Dinosaur slept an amazing amount last night in the crib. He slept from around 11pm to 5am before Doolies had to bring him into our room. That’s quite an accomplishment for the little guy. It remains to be see if last night was an outlier or the real thing. Maybe he’s one of those magical natural sleepers that the sleep books talk about: the one whose parents laugh at the proponents of sleep training; the same parents who probably think to themselves that if other people were as good parents as them, then their children would sleep through the night because of proper parenting and not bad advice from books. I (and I know Doolies) would be quite satisfied if Dinosaur was one of those happy-go-lucky babies. And after our experience with Tiger, I can promise not to become one of those smug parents.
Dinosaur is certainly laughing and smiling more than Tiger. Tiger was similar to me in her serious disposition. While she has started becoming more outgoing, she certainly reminds me of an old soul. Dinosaur seems closer to Doolies in that he smiles and laughs all the time. He’s also trying to talk at two months old. He says “hell-oo” quite clearly now—at least to his parents’ ears.
Not much has been going through my brains lately. I still work on my website when I have a few minutes of free time. My Chinese language lessons have dropped off a bit and I restarted them today. I use memrise.com to learn the words and phrases. I learned 167 character/phrases (that includes one for each the simplified Chinese character, and one for the corresponding pinyin, i.e., the English transliteration of the Chinese word). I had to restart the lesson when they redid it as part of an upgrade for the website, but for learning vocabulary words, it’s a helpful website.
This will only get me so far, though. I have to get over my fear of talking to people and practice speaking. I can’t practice with Doolies since she’s not a good teacher. She tends to yell at me and make fun of my pronunciation, which is not what you should do with introverted, shy people, particularly when they are trying something that is difficult for their simple brains. (Language is similar to my directionless-sense, in that the wiring in my brain is very loose and words do not stick properly.)
I should set a goal to get through level 1 by June.
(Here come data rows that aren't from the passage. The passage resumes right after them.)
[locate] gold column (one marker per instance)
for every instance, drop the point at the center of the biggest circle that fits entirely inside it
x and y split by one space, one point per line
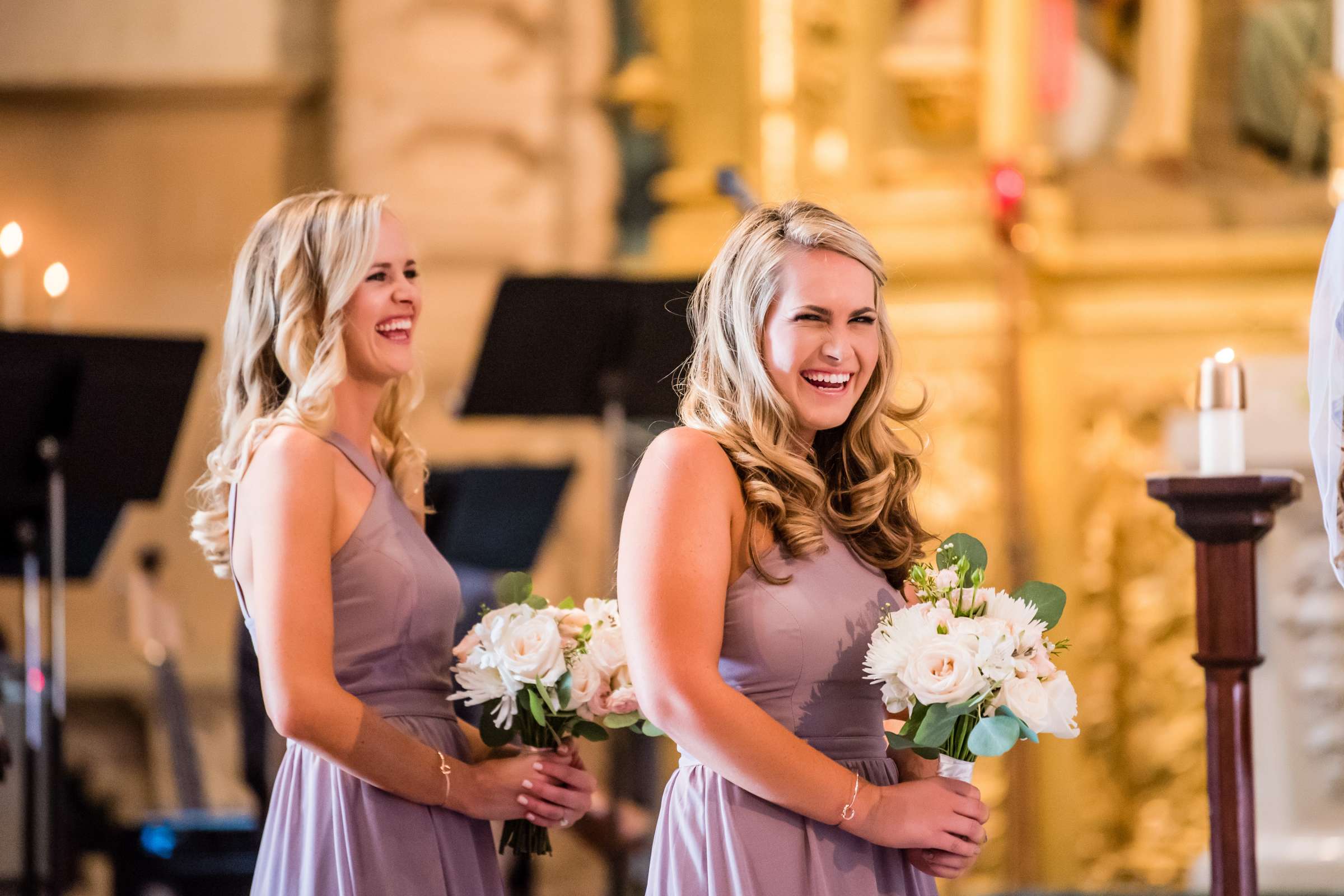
1007 82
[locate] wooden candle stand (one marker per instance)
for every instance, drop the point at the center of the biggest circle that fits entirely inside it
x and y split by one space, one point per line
1226 516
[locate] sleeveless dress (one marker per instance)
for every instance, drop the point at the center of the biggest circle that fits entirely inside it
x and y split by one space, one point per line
797 652
328 833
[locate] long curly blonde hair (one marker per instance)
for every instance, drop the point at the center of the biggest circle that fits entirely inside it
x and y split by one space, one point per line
855 480
283 351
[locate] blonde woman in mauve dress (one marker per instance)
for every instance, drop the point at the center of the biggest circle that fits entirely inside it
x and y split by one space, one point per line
314 504
760 544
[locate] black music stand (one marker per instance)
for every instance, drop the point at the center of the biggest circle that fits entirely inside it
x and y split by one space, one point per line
603 348
89 423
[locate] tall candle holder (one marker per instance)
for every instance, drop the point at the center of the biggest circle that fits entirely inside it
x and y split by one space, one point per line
1226 511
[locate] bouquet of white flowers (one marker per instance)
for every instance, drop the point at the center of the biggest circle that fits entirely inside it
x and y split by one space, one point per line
545 672
973 665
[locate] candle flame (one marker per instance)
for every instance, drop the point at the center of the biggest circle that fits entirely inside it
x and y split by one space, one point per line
11 240
57 280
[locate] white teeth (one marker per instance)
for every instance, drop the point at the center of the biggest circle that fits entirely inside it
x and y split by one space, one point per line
827 378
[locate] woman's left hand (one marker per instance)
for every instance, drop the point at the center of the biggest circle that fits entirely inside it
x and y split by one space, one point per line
568 801
940 864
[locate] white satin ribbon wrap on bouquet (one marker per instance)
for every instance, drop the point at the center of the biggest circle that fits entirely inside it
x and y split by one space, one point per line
956 769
That gives me six months to learn another 600 characters and phrases. Not sure how realistic that is, but maybe that’ll inspire me to work on it every day. Similar to this writing. Except when I don’t. Yeah, I see how these goals work.
Oh, and the novel I’m reading continues to get better. I have a colleague at work that’s reading it at the same time, and it is fun to discuss where we’re up to and what we expect will happen. We’ve been pacing each other rather well, switching lead every few days. Not that either of us are rushing through it. We’re both enjoying the stories and are not looking forward to waiting another two years for the next book in the ten book series. Ugh, I hate starting ten book series before the author is close to finishing. I no longer have the luxury of rereading the series every time the author releases a new book like I did for Robert Jordan’s Wheel of Time series. (Don’t worry, I stopped doing that after the first few books. There was no way to sustain it given the size of that series.)
Okay, that’s enough pretending to write for one day. Hopefully I’ll be properly caffeinated tomorrow and maybe my brain will have actual thoughts.